Earlier this year I interviewed Bridget at her office in London. This is an abridged version of what Bridget had to say. The full version will appear on the the new Diabetes Health Profile website due for launch in December.
In addition to our new brand Diabetes UK now has new strategic objectives, which are to reduce the prevalence of diabetes, to reduce the prevalence of all the complications, to increase live expectancy and to ensure people are diagnosed early.
Our secondary set of priorities are to deliver organisational campaigning work and support programs to achieve these objectives. Self-management and quality of life is encapsulated within this, however, the majority of our work is quite clinical – hard and fast measures – such as reducing complications and increasing life expectancy. So most of our work programs now are focused around campaigning to get diabetes on the agenda, to get the profile raised.
As an organisation, we have a number of campaigning priorities for 2012. The first is about raising the profile and we have some secondary sub campaigns under which are very much focused around foot care, early identification to get people identified and children and young people. With regards to policy we are engaging with the Department of Health and talking about quality of life, self-management and giving people the support and tools to manage their own diabetes.
Our other main policy work has been campaigning on the health bill. Here we have had a degree deal of success in some areas along with other organisations getting patient/public involvement and integrated care on the agenda.
All of what I have mentioned falls within our five year plan with the actual priorities and strategic objectives shifting and changing on an annual basis. So next year we will for example undertake different campaigns, anticipating that the focus in 2014 will be more on self-management and quality of life.
Of course this does have an impact on the funding that is going out to support research projects. As a result we have changed the way we do our grant funding so that there will now be three calls a year covering issues where we require answers. We have just done one call around self-management support and there is likely to be one around foot care in the next three months. The other one is the cost of diabetes and what we need to do about it.
Organisationally our main priority as an organisation through our campaigning activity is giving support and information to people with diabetes so they can do the campaigning work. To do this we are looking at what tools and information we can provide to enable them to do the local campaigning and be linked into the health care system.
Most of the data we use is derived from external organisations, for example, the National Diabetes Audit, the National Diabetes Information Centre. The problem with quality of life measurement is whether it can be easily expressed in numbers. This is a significant challenge for organisations like us and for the NHS which is how to get quality of life to have a more significant profile when actually numbers and clinical outcomes and costs are lot easier to count even if they are not as easy to collect.
Other than contextualising things and saying of course it is important, we need to have something strong enough, other than just saying quality of life is important to people with diabetes. Diabetes UK is trying to reach out to audiences to just get diabetes on the agenda in the first place, unfortunately quality of life just isn’t strong at the moment.
You can tell people you need to take account of quality of life, but how do you then take those experiences to influence design and policy making? However, decision making based on numbers alone to make decisions is done in the absence of the contextualisation, conversation, discussion and the patients’ stories.

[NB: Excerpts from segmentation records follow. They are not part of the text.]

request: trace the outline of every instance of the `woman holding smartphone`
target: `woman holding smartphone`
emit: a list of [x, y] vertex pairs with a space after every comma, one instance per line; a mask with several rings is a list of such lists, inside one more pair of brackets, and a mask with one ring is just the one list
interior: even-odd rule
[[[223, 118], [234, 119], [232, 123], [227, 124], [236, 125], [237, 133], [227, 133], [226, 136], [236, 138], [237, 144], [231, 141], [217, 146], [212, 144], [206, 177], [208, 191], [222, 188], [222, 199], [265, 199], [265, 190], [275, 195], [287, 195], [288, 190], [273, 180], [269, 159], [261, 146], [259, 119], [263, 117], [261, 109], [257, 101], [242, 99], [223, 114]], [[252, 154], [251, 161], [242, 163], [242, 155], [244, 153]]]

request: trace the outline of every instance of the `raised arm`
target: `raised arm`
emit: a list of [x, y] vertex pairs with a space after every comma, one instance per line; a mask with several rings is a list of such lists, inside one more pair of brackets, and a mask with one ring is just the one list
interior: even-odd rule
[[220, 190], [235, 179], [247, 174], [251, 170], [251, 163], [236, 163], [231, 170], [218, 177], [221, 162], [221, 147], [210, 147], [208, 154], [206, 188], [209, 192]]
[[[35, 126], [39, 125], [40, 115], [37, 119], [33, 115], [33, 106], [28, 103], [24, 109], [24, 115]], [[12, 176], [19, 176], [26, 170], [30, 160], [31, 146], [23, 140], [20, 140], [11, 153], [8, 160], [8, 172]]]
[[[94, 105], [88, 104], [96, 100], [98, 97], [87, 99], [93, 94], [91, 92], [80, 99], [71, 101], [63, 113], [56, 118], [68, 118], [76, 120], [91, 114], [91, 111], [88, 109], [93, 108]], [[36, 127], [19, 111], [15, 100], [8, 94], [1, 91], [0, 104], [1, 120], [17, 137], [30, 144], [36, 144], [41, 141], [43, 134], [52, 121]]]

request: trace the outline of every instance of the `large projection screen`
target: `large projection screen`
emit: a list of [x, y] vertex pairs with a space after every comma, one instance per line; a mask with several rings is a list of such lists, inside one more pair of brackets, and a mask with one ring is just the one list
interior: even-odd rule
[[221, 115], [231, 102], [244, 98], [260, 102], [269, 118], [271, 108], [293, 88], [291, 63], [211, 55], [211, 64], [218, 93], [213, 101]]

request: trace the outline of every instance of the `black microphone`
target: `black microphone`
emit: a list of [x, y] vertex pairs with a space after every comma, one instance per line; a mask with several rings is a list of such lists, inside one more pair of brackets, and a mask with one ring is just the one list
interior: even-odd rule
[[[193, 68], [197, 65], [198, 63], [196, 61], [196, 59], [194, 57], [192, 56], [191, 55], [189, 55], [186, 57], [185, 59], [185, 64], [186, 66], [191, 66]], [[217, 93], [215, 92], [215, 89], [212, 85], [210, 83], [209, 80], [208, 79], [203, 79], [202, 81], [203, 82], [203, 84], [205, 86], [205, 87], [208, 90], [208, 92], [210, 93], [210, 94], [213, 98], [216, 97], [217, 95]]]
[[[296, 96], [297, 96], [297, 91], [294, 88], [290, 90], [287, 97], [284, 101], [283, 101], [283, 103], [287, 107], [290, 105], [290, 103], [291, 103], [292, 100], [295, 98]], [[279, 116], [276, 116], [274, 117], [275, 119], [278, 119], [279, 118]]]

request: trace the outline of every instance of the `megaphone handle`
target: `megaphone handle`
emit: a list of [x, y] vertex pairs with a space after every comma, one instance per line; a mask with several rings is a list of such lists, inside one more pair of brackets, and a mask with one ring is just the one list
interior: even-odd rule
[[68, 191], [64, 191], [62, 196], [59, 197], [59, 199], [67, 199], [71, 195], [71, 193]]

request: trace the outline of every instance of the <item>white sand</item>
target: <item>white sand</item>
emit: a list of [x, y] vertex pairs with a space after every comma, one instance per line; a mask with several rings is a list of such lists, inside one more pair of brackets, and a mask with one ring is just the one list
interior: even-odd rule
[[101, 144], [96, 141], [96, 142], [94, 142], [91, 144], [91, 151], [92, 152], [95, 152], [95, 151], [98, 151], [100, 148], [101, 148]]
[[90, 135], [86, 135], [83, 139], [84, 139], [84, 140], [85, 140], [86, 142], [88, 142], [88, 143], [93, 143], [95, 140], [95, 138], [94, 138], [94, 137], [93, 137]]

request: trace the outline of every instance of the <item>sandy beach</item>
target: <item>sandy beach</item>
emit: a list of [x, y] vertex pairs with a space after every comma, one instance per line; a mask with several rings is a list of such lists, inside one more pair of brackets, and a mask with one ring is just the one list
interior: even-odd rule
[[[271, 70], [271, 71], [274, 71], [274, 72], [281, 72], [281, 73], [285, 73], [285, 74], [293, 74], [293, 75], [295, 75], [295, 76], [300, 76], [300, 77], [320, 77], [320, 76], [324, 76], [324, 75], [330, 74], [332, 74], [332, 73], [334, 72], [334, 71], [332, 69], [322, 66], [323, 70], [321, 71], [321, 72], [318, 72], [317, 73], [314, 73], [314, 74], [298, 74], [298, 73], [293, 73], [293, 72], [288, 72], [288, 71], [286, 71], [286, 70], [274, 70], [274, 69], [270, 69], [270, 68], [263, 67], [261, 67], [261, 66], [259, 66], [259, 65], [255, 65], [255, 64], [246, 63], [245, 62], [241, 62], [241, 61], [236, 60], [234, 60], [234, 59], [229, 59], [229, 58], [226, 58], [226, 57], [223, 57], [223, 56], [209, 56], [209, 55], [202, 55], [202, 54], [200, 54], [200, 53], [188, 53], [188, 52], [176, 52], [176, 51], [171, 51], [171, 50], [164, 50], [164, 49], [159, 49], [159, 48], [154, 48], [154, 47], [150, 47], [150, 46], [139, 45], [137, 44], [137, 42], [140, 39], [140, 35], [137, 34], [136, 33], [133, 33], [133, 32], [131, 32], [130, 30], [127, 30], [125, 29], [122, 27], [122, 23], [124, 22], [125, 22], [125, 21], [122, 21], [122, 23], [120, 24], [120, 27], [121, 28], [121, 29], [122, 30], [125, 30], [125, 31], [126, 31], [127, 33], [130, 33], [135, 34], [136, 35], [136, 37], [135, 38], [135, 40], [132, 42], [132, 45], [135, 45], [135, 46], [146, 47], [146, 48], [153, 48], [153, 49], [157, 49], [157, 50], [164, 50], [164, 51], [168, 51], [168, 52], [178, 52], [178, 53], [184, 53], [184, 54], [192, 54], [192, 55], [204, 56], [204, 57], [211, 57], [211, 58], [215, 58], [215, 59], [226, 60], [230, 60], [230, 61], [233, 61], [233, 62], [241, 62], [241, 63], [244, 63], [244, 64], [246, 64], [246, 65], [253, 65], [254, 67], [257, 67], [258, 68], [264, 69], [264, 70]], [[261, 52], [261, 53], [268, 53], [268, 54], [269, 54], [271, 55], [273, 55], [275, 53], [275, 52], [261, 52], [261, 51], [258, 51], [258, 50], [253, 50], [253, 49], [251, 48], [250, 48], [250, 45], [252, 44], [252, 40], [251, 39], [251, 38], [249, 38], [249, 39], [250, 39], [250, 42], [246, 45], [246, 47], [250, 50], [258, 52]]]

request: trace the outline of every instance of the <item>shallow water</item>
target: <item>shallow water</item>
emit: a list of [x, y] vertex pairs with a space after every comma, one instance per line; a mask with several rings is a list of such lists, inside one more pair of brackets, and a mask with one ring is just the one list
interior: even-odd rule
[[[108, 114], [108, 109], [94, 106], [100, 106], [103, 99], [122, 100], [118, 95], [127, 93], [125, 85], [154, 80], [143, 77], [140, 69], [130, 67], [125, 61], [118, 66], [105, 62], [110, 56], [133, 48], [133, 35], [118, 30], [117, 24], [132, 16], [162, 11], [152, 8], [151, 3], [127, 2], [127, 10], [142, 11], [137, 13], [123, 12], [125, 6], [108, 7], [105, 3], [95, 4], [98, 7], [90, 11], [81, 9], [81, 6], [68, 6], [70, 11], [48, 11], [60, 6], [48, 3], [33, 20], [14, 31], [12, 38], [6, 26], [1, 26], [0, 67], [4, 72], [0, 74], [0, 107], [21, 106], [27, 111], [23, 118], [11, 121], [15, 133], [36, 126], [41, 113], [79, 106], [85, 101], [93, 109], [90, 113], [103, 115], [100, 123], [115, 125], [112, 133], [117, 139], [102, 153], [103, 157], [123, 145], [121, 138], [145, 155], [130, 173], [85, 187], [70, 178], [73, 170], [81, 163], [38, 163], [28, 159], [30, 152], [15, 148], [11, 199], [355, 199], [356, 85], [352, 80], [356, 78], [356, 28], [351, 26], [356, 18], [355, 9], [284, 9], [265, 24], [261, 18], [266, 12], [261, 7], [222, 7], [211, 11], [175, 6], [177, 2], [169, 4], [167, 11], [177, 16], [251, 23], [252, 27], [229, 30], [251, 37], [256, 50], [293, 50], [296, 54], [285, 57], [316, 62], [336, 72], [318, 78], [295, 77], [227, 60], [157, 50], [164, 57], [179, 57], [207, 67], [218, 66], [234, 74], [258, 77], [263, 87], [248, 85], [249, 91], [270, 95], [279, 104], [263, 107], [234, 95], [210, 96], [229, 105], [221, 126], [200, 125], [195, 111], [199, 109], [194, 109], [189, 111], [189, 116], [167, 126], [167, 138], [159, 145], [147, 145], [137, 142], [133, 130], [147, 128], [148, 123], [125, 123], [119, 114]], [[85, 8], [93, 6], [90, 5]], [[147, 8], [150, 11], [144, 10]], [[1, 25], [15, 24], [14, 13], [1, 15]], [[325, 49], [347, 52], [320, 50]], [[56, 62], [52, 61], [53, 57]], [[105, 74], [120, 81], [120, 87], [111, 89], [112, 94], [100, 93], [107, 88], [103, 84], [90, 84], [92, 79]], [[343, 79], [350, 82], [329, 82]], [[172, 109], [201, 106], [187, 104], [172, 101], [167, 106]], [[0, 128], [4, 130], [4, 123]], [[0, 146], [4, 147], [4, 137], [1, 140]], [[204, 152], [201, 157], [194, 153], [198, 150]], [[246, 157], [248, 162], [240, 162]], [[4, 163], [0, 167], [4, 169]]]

Stories can be very powerful if they are positioned in the right place at the right time to the right people and I truly believe it and that’s why I think patient voices are really important about what’s happened to them, their experiences of what they have gone through.
The way we are working organisationally has changed with more of a campaigning focus but I anticipate that people will start coming back to us saying “but you’re not talking about me personally, and the way diabetes impacts on me.” As a result I think quality of life will come within organisationally the priorities that we will focus on as well as campaign on less clinical things.